His New Hat, 1932, Eugene de Blass
Though born in Albano, near Rome, Eugene de Blass' parents were Austrian, his father, Karl, was a highly versatile artist, painting portraits, religious works, and scenes of Venice where he became a professor in the Academy of Art in 1850 (the portrait at top, right may be by the father, rather than the son, which would make the date quite reasonable). In any case, Karl von Blass (as he was known in Austria) was his son's one and only instructor. One of Eugene de Blass' earliest works (with a likely date, at least) can be see in his At the Well (above). Painted in 1872, it set the stage for any number of similar works all featuring several highly marriageable young ladies flirting outrageously with a single, presumably eligible bachelor (perhaps the only one in town in that he appears in several of de Blass's similar works). His Flirtation at the Well (below) from 1902 is quite similar. As mentioned above, flirtations and romantically aggressive young ladies seem to have been his favorite subject. He simply changed the location and circumstances each time.


Flirtation at the Well, 1902, Eugene de Blass
In the Water, 1914,
Eugene de Blass
It's always hard to tell in viewing an artist's work a century later how much of his or her content was dictated by the ever-present need to earn a living. Some artists, such as Claude Monet, seemed oblivious to this factor (and their financial straits reflected such resistance). If de Blass was not Rockwell, he seems not to have taken after Monet as well. I was rather startled to find two paintings of one of his attractive female models bearing exactly the same pose, clothes, and repose, his Fruit Vendor, and one he titled simply Daydreaming (below, left and right). There's an old saying in business which many have found also applies to art (or at least the art business), "If you stumble upon a good, thing, run with it." That was apparently the case with de Blass in more than one instance.

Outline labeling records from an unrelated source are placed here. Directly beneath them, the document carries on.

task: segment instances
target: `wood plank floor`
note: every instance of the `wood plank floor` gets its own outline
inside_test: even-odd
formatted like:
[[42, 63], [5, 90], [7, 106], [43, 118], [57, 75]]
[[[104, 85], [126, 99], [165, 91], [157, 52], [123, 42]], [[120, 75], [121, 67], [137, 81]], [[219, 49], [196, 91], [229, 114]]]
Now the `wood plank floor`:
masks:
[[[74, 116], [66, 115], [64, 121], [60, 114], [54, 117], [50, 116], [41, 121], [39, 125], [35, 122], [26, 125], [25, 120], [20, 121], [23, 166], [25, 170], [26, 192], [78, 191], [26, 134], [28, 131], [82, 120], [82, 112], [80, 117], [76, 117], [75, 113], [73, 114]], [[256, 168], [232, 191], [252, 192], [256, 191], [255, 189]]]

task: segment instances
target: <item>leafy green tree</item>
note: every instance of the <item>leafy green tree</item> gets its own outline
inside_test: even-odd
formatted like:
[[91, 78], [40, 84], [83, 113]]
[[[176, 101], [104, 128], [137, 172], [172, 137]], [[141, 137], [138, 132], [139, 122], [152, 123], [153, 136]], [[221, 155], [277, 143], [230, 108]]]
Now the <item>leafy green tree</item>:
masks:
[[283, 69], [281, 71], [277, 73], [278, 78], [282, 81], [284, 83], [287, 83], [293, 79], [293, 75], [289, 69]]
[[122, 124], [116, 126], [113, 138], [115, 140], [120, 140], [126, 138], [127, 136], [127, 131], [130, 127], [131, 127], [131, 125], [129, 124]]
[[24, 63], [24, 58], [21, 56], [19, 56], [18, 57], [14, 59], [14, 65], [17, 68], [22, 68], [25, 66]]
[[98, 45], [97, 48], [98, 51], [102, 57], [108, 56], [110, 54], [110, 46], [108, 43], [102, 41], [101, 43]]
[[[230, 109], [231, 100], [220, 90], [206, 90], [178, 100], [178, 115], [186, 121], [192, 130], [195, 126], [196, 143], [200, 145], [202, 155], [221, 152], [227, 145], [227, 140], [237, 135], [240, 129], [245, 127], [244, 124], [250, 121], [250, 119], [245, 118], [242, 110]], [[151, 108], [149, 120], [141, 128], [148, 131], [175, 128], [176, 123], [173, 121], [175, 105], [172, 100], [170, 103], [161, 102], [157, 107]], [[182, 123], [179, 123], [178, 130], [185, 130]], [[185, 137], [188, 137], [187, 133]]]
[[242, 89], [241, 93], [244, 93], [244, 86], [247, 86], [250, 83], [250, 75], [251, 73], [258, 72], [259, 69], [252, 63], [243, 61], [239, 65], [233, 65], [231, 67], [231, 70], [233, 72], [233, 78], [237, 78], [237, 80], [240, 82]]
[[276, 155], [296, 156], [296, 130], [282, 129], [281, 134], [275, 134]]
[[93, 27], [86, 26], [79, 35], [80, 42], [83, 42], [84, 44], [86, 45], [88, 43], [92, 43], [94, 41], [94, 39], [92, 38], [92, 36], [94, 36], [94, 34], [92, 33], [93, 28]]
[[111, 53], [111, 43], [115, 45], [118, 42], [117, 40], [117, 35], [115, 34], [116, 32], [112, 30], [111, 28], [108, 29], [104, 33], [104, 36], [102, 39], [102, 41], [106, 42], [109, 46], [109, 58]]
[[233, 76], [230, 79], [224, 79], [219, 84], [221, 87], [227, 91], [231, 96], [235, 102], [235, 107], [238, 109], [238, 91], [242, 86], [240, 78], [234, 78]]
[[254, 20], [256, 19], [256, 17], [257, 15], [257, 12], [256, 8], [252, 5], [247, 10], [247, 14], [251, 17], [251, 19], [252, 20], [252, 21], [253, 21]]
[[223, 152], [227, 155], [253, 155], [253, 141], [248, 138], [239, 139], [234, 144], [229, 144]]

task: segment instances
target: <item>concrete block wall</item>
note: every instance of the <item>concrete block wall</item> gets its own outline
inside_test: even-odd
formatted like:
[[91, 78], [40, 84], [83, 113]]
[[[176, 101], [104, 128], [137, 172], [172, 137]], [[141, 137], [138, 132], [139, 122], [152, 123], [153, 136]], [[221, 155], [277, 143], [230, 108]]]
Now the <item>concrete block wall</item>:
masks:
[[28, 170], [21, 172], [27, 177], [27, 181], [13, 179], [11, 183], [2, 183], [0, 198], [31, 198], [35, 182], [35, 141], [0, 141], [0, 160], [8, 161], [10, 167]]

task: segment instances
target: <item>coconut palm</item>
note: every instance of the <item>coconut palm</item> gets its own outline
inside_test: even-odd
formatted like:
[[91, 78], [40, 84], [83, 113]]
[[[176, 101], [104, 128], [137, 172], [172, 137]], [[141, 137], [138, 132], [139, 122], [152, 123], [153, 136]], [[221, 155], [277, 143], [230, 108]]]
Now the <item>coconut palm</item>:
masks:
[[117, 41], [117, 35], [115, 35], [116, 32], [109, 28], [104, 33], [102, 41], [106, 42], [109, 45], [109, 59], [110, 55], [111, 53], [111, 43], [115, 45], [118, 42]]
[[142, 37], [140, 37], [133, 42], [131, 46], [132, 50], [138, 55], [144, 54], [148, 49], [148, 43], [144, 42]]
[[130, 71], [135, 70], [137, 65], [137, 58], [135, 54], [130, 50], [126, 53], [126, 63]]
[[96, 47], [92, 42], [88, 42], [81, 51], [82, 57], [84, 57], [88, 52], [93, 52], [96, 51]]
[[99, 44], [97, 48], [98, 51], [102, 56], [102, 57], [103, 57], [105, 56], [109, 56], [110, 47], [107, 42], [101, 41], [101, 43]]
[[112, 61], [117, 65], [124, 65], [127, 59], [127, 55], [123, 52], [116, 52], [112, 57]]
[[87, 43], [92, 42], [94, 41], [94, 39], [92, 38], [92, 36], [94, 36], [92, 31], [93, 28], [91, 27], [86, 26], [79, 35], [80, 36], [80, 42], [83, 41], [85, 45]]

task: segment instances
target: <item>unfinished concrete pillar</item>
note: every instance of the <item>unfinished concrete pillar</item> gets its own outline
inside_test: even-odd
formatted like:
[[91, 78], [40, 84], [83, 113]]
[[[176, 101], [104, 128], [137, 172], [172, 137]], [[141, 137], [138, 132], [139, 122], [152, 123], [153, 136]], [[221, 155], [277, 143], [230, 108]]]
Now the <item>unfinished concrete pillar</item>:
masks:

He also painted lots of girls on balconies, which is probably another example applying this rule.





Daydreaming,
Eugene de Blass
The Fruit Vendor,
Eugene de Blass






























Faraway Thoughts, Eugene de Blass
Although de Blass also painted wealthy Venetian society signorine, his stock in trade seems to favor a more earthy vision of female loveliness, while at the same time, gently poking fun at their silly subterfuges in seducing suitors. Around the turn of the century when de Blass painted, an unmarried Italian girl approaching the age of thirty was looked upon as shameful by her peers, even her family. He painted a few nuns (left), one or two nudes, and a few children alongside his "society" portraits, but young people enjoying lighthearted life, love, and laughter, in their endless pursuit of mates seem to have been a driving force in his genre depictions. Eugene de Blass died in Venice in 1932 at the age of eighty-nine.